Shareable prototypes can be displayed and experienced interactively within the browser app, or more usefully deployed on a mobile device to allow them to be tested like a real native app by simply scanning a QR code. 

06. Adobe XD

Prototyping tool

Adobe XD offers an all-in-one package from design to prototype

  • Best for: Designers working with Adobe products
  • Price: £9.98 p/m, per user

If you’re committed to the Adobe suite of products, Adobe XD integrates well and offers an all-in-one UI design option with a prototype tab that’s easy to switch into. It feels rather different to other Adobe products, but offers seemless integration. Of course it works on Windows as well as Mac, making it an alternative to Sketch for designing for Windows users. It’s also one of the very few options for creating prototpyes with voice command triggers and playback, which can make it useful for very specific projects.

07. Framer X

  • Best for: Designers who code
  • Price: $144 p/year

Framer X is one of the most versatile of all prototyping tools. The caveat is that to use its full potential, it helps to be comfortable writing some code. The majority of prototyping tools are code-free, but Framer X uses the JavaScript library React (read more about how Framer X works here). This and the lack of friendly controls mean that the learning curve can be daunting to non-coders. But if you can code, or are prepared to get up to speed, Framer X allows you to create prototypes that can be almost indistinguishable from the final product. This allows you to demo fully interactive prototypes and collect reliable feedback on natural user behaviour.

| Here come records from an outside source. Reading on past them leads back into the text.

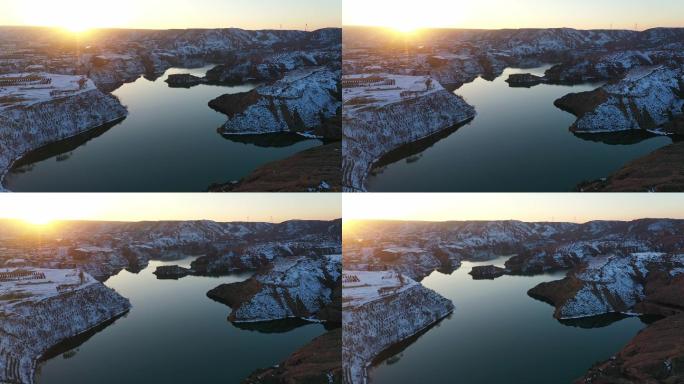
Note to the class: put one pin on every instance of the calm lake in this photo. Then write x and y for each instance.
(168, 142)
(498, 334)
(174, 334)
(518, 142)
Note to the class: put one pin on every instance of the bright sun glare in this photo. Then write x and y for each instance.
(405, 16)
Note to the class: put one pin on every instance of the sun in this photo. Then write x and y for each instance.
(406, 16)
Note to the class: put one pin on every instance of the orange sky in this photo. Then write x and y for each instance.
(495, 14)
(45, 207)
(81, 15)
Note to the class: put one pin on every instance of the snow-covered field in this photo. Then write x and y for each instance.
(38, 313)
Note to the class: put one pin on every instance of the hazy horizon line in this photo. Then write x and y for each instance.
(160, 29)
(518, 220)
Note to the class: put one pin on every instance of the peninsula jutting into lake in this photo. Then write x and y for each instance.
(594, 302)
(75, 292)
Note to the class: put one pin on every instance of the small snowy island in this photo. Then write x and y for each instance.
(43, 307)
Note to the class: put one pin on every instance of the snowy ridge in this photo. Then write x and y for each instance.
(61, 305)
(293, 287)
(416, 249)
(646, 98)
(609, 284)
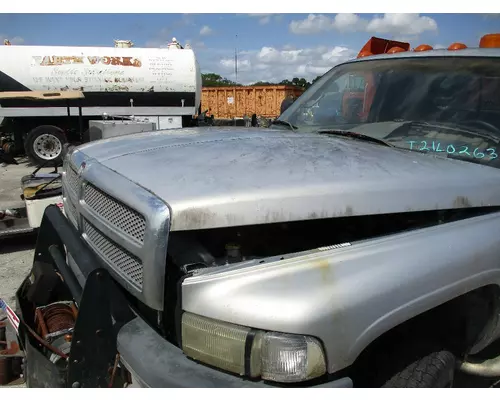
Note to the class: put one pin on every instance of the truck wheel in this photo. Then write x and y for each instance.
(44, 145)
(434, 370)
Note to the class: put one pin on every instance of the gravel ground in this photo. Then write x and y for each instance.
(16, 257)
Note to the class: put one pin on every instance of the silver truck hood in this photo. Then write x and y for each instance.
(216, 177)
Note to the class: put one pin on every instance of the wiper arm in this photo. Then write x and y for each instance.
(458, 127)
(285, 123)
(354, 135)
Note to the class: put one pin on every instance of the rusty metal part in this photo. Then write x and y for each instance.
(55, 318)
(75, 310)
(44, 342)
(42, 327)
(11, 349)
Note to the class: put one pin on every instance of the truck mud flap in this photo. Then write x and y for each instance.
(102, 309)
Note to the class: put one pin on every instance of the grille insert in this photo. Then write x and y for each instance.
(73, 182)
(119, 258)
(117, 214)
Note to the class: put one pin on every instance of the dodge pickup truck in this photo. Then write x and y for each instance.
(337, 248)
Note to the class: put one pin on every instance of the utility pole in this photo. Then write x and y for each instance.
(236, 61)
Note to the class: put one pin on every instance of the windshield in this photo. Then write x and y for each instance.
(448, 106)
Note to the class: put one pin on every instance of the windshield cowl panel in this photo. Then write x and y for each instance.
(447, 106)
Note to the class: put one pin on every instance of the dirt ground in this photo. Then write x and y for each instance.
(16, 255)
(10, 182)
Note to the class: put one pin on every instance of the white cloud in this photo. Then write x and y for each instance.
(266, 18)
(398, 24)
(14, 40)
(275, 64)
(206, 30)
(162, 38)
(195, 44)
(392, 24)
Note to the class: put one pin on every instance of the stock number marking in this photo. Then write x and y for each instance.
(438, 147)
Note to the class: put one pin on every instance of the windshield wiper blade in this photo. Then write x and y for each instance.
(354, 135)
(456, 127)
(285, 123)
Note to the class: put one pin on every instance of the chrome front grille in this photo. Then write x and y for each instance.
(116, 213)
(119, 258)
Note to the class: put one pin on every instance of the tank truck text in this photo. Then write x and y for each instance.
(93, 60)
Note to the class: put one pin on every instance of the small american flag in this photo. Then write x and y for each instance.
(11, 315)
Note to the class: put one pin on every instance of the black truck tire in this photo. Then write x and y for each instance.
(44, 145)
(434, 370)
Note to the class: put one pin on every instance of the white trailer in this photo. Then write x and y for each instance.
(161, 84)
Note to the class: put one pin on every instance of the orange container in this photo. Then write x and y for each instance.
(227, 102)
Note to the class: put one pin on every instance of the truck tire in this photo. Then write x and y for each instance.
(44, 145)
(434, 370)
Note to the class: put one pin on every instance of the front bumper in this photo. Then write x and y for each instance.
(107, 324)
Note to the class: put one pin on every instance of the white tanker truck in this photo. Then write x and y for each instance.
(161, 84)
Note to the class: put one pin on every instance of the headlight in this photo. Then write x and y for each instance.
(273, 356)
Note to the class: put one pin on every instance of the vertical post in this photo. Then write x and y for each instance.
(236, 61)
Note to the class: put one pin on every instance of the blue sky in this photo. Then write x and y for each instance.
(270, 46)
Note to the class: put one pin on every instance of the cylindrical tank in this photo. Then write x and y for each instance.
(108, 76)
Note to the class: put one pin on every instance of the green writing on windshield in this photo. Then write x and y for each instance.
(466, 151)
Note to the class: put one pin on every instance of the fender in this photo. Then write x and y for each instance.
(349, 296)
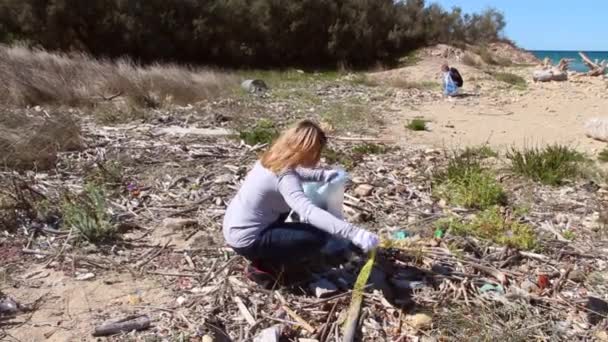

It offers seamless support for HTML, CSS, and Javascript. It supports calling the system keyboard, inputting real text then using it as data, and real control and monitoring of audio and video. Through its component store, you can also add analytics and heatmaps to test prototypes. 

 08. Principle 

Prototyping tool

Principle allows prototyping of specific complex animations

  • Best for: High-fidelity specific animations for iOS
  • Price: $129

Principle excels at smoothly displaying specific, complex animated interactions for iOS mobile apps. It offers the option to look at individual assets and how those assets animate independently, right down to timings and easing, which is great for prototyping minor interactions within designs. It can import Sketch files, and the Sketch-like interface makes it easy to learn to use. Users of Adobe After Effects should also find the adding of animations to layers quite familiar. 

Principle is an offline app available only for Mac, so it lacks collaborative tools. The mirror app for live testing is also only available for iOS, with no option available for Android.